Nereye kaçalım ǀ SEYAHAT
Gün geçmiyor ki şu sıcak yaz günlerinizi “Daha iyi nasıl değerlendirebiliriz acaba?” sorusuna cevap aramayalım. Uçağa binmeden, fazla yorulmadan, kaliteli zaman geçirebileceğiniz güzel bir hafta sonuna hazır mısınız? Öyleyse size bu ayki önerim: İğneada. İğneada genellikle deniz severlerin özellikle tercih ettikleri bir yer. Hem kalabalıktan uzak hem de masmavi denizinin olması aynı zamanda İstanbul’a bu denli yakın olması burayı tercih etme sebeplerinin başında geliyor. Ancak buralara kadar gelip de sadece deniz keyfiyle yetinmek olmaz. Dupnisa Mağarası’nı, Longoz Ormanları’nı gezmeden dönmeyin. Koruma altındaki 7 adet gölü, gelenlere kartpostal benzeri bir manzara sunuyor. Limanköy’deki deniz fenerinin önünde verdiğiniz pozları Instagram’a post ederseniz, like’lar ardı ardına gelir. Şaka bir yana, zamanınız kalırsa mutlaka Karadeniz’in batıya doğru en uç noktasında bulunan, organik ballarıyla nam salmış Beğendik Köyü’nü de gezin. Ve tabii Trakya’nın İncisi diye bilinen İğneada’da balık yemeden dönmeyin.

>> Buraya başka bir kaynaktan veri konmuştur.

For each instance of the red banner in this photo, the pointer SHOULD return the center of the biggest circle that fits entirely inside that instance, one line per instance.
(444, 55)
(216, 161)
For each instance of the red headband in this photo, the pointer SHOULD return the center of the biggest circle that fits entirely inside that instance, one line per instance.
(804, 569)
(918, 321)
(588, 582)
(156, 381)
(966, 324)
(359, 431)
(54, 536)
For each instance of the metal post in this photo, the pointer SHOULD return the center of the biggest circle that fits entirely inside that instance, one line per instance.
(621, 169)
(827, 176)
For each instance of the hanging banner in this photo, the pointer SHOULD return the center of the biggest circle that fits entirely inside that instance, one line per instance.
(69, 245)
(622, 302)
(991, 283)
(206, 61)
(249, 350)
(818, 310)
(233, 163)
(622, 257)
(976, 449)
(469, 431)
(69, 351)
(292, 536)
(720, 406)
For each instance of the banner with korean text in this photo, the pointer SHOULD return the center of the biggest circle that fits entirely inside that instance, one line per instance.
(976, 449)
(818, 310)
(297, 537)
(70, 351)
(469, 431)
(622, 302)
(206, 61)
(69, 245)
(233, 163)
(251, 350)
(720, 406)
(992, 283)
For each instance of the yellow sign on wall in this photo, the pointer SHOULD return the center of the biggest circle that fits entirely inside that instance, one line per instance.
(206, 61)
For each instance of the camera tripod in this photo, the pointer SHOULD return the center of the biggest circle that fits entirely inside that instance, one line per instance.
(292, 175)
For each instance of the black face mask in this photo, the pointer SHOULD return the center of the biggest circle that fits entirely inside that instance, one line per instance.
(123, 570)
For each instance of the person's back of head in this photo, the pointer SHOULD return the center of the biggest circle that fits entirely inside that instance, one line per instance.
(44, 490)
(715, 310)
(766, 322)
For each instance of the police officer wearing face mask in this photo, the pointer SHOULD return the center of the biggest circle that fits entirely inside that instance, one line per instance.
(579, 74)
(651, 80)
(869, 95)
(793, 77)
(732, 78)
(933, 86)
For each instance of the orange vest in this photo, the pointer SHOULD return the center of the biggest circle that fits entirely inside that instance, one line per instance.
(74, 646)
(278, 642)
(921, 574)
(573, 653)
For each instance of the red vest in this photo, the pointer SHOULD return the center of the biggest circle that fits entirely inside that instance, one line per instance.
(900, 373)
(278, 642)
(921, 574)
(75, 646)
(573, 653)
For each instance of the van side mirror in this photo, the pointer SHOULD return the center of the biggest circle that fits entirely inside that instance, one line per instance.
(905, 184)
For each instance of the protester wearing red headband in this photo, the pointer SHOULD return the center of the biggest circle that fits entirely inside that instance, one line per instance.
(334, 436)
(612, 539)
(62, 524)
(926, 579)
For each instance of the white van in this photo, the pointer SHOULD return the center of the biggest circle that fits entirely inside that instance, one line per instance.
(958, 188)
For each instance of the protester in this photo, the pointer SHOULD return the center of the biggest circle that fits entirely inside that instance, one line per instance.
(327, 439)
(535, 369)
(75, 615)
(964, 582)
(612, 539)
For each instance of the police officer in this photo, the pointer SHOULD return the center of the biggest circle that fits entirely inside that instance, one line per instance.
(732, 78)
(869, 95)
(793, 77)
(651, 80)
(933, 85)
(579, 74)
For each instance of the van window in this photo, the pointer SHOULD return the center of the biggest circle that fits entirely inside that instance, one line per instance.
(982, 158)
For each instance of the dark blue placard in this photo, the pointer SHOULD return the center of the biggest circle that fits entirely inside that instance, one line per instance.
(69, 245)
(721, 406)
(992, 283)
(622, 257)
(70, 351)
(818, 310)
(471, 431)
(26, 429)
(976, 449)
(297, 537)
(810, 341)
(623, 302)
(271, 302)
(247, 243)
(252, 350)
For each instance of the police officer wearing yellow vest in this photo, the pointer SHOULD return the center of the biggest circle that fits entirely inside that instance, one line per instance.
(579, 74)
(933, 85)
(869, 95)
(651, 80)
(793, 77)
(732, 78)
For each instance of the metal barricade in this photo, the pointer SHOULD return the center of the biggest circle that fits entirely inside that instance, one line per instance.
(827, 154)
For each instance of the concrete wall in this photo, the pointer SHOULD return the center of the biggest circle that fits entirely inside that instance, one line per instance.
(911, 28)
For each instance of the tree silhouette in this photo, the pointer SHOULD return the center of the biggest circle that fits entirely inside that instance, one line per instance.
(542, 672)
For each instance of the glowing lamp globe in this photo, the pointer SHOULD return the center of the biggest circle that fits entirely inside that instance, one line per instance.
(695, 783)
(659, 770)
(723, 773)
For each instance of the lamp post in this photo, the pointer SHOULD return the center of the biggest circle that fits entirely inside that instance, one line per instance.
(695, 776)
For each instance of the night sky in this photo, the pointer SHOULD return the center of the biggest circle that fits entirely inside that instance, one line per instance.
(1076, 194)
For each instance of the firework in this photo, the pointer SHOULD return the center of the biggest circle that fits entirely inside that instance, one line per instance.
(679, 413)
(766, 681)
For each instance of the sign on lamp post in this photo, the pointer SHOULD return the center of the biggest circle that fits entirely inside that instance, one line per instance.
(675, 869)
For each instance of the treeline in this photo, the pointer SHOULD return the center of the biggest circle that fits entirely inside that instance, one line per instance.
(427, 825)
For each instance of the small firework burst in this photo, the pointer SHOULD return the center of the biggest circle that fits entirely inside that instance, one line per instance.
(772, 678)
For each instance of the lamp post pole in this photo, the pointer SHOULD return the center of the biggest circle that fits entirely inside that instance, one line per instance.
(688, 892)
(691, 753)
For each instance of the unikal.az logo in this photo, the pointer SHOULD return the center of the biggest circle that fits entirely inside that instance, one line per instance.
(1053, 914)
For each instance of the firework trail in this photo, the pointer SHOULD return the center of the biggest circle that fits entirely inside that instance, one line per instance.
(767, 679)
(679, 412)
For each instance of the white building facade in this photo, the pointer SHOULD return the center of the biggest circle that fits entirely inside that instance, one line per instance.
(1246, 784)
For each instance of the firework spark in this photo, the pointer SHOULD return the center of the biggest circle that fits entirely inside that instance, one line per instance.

Rota Balık ilk tercihlerinizden biri olabilir.
Nereyi gezelim ǀ SERGİ
Şehirde farklı disiplinlerden üretim yapan uluslararası ve yerel sanatçıların buluşması noktası olan İstanbul Modern, çok yakın bir zamanda Karaköy’deki eski binasında gerçekleştirdiği yeni bir tasarım ile kapılarını açtı. Yeni binasının tasarımında Centre Pompidou, Whitney Müzesi, Beyeler Vakfı Müzesi gibi uluslararası pek çok sanat kurumunu tasarlayan Pritzker ödüllü mimar Renzo Piano’nun imzası bulunuyor. İstanbul Modern’in bu yaz gezebileceğiniz sergileri arasında, Türkiye sinemasının usta ismi Nuri Bilge Ceylan’ın seyahatlerinden geriye kalan fotoğraflarını bir araya getiren Başka Bir Yerde, müzenin kadın sanatçıları desteklemek adına yüz yıllık bir mücadeleyi merkeze aldığı Hep Buradayız, Renzo Piano tarafından tasarlanan müzenin yapım aşamasını gözler önüne seren Mimarinin İnşası ve Renzo Piano: Yerin Ruhu, aralarında Refik Anadol ve Sibel Horada da olmak üzere 250’ye yakın sanatçının hayal güçleri ve ayrıştırıldıkları noktalar ile yan yana geldikleri Yüzen Adalar yer alıyor.
Ne okuyalım ǀ KİTAP
Yaz akşamlarının vazgeçilmezi kokteyllerdir. Kokteyl hazırlamak karmaşık olmamalı. Ancak miksolojiyle ilgilenenlerin gizemli ve egzotik karışımlara olan tutkuları arttıkça siz evdeki barmenler, kafanızın karmakarışık hale geldiğini hissediyor olabilirsiniz. Shane Carley’in kaleme aldığı, Cemil Üzen’in Türkçeye çevirdiği, Epsilon Yayınlarından çıkan Evinizdeki Barmen: Çok az malzemeyle muhteşem kokteyller adlı kitap votka, rom, cin, tekila ve viski gibi temel içkilerin kullanıldığı 175’ten fazla tarif içeriyor. En sevdiğimiz Cin&Tonik, Cosmopolitan, Martini, Margarita, Old Fashioned ve Manhattan gibi kokteyllerin Mükemmel, Klasik ve Bütçe Dostu versiyonlarına bu kitap sayesinde ulaşabilirsiniz. Kokteyl repertuarınızı geliştirmeniz için elma şarabı ve kombuça kullanabileceğiniz yenilikçi tarifler arıyorsanız, içkiler, kokteyl malzemeleri, bar aletleri ve bardaklar hakkında kolay anlaşılır açıklamalar ve ipuçları istiyorsanız bu kitap tam size göre. Evinizdeki Barmen, en fazla dört malzeme kullanarak hazırlayabileceğiniz kokteyl tariflerini bir araya getiriyor. Lezzetli bir kokteyl için en önemli oranın ne olduğunu unutmayalım: Çok içmek, az karıştırmak! Arkadaşlarınızı iyi ağırlamak için yeterli zamanınız veya beceriniz olmadığını düşünmeyin. Evinizdeki Barmen ile ev partilerinin odağında siz olacaksınız.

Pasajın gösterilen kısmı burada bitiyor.